Fred, Aage and Carl’s families have had many children, and there are now lots of Skaarup’s located in many different areas of Canada. Many have gone on to voluntarily serve in the Canadian Armed Forces including the author, thus preserving and continuing the military tradition in the Skaarup family.
 Harold was one of the author`s father’s brothers (Frederick, Harold, Aage and Carl Skaarup). Harold Jorgen Skaarup served with the 8th Princess Louise (New Brunswick) Hussars, as a member of a Sherman tank crew in Italy. His tank was hit by a German anti-tank round and although badly wounded, he evacuated the tank. He and the members of his unit were then shelled by German multiple rocket launchers and he was hit again on 31 August, 1944. Harold subsequently died on 6 September 1944 from the wounds he received in that battle, and he is presently buried in the Canadian War Cemetery in Monteccio, Italy. The author, Harold Aage Skaarup, was given Harold`s first name as the first grandson in our family born after his death.
 Frederick is the author`s father’s oldest brother, and until he passed away in his late 80’s was still an avid skier.
 Kathryn was one of Walter and Myrtle Estabrooks six children (Kathryn, Gaynelle, Frederick, Beatrice, Bernard and Wilhelmine).
 The 22nd Westfalian Field Artillery Regiment had its headquarters in Munster. This unit had been stationed in Munster from 1872-1918, and its veterans continue to have a traditional association with this historic German town. Frederick later served in the 45th Reserve Field Artillery Regiment of the 45th Reserve Division.
 The supplies were American, but the unit was Canadian. The soldier’s name was Carl Jensen of New Denmark in New Brunswick, and he later became a lifelong friend of Fred.
 In a German Great War artillery unit, a battery consisted of three guns
 These are oral history details taken from family conversations over many years.

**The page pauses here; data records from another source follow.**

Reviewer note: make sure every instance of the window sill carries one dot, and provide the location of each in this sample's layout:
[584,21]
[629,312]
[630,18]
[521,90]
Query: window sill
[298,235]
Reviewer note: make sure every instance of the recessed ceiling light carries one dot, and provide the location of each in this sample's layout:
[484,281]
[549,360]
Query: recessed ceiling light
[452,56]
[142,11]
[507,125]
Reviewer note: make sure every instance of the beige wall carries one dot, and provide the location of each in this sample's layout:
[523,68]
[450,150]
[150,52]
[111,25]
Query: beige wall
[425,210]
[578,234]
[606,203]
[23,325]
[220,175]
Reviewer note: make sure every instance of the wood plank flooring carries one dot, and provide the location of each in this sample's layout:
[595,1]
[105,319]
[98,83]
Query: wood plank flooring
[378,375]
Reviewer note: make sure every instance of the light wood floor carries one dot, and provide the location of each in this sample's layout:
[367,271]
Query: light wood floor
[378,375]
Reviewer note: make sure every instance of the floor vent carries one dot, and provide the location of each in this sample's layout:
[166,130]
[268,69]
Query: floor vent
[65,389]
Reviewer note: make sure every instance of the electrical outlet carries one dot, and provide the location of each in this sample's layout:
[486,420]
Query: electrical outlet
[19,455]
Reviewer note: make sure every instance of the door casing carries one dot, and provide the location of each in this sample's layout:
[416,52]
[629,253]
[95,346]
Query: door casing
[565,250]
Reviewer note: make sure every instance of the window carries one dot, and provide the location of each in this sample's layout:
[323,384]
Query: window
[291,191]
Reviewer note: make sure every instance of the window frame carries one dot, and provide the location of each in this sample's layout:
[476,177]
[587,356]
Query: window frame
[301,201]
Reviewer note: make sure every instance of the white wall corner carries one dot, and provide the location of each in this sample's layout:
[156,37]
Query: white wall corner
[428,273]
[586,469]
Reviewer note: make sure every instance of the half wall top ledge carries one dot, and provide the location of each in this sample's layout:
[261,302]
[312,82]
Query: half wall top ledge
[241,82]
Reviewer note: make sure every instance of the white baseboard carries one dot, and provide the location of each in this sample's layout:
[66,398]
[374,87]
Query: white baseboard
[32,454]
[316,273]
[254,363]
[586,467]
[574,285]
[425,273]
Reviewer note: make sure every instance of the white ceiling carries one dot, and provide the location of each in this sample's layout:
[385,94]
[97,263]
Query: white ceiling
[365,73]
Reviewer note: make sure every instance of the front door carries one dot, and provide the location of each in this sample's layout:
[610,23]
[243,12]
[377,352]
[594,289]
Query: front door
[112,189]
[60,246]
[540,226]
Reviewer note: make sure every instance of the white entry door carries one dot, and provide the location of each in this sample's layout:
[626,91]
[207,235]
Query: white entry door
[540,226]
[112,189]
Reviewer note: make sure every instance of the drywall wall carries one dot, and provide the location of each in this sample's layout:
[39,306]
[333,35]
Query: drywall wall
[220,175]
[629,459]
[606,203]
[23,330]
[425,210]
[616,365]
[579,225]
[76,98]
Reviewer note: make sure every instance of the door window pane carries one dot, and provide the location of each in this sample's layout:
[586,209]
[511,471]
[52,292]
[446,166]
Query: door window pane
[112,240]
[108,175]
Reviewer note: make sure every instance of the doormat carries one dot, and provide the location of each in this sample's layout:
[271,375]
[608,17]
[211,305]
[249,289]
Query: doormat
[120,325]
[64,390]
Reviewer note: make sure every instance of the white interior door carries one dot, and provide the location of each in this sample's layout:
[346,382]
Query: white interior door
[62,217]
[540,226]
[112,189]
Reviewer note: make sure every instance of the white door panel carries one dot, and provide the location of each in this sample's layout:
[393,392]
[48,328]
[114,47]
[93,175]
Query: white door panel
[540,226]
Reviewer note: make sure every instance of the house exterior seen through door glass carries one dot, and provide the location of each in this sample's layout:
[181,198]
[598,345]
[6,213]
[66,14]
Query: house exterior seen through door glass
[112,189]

 Corporal Harold Jorgen Skaarup, 8th Canadian Hussars, gave his life in the Service of his country in the Mediterranean Theatre of War, on the 6th day of September, 1944; Warrant Officer Aage Christensen Skaarup, RCAF 1953-1973; Warrant Carl John Skaarup, RCEME 1955-1975; Major Harold Aage Skaarup CF Intelligence Branch, 1971-2011, Honorary Lieutenant-Colonel for 3 Intelligence Company (Halifax), 2015-2018; Lieutenant (N)/Captain Dale Ray Skaarup, Canadian Navy & Logistics Branch 1970-76; Officer Cadet Christopher Loren Skaarup, Royal Canadian Artillery 1984-87; Lieutenant Commander Heather Ann Skaarup, Canadian Navy; Corporal Frederick Skaarup, Royal Canadian Artillery, 1978-1991; 2nd Lieutenant Sean Jordan Skaarup, Royal Canadian Artillery, 2003-2010.
WO (Retired) Carl Skaarup, Major (Retired) HLCol Harold Skaarup, Lt (N) Heather Skaarup, Bdr (Retired) Chris Skaarup, WO (Retired) Aage Skaarup and Bdr (Retired) Fred Skaarup, Centreville Legion, New Brunswick on Rememberance Day, 11 Nov 1996. Capt (Retired) Dale Skaarup missing from photo.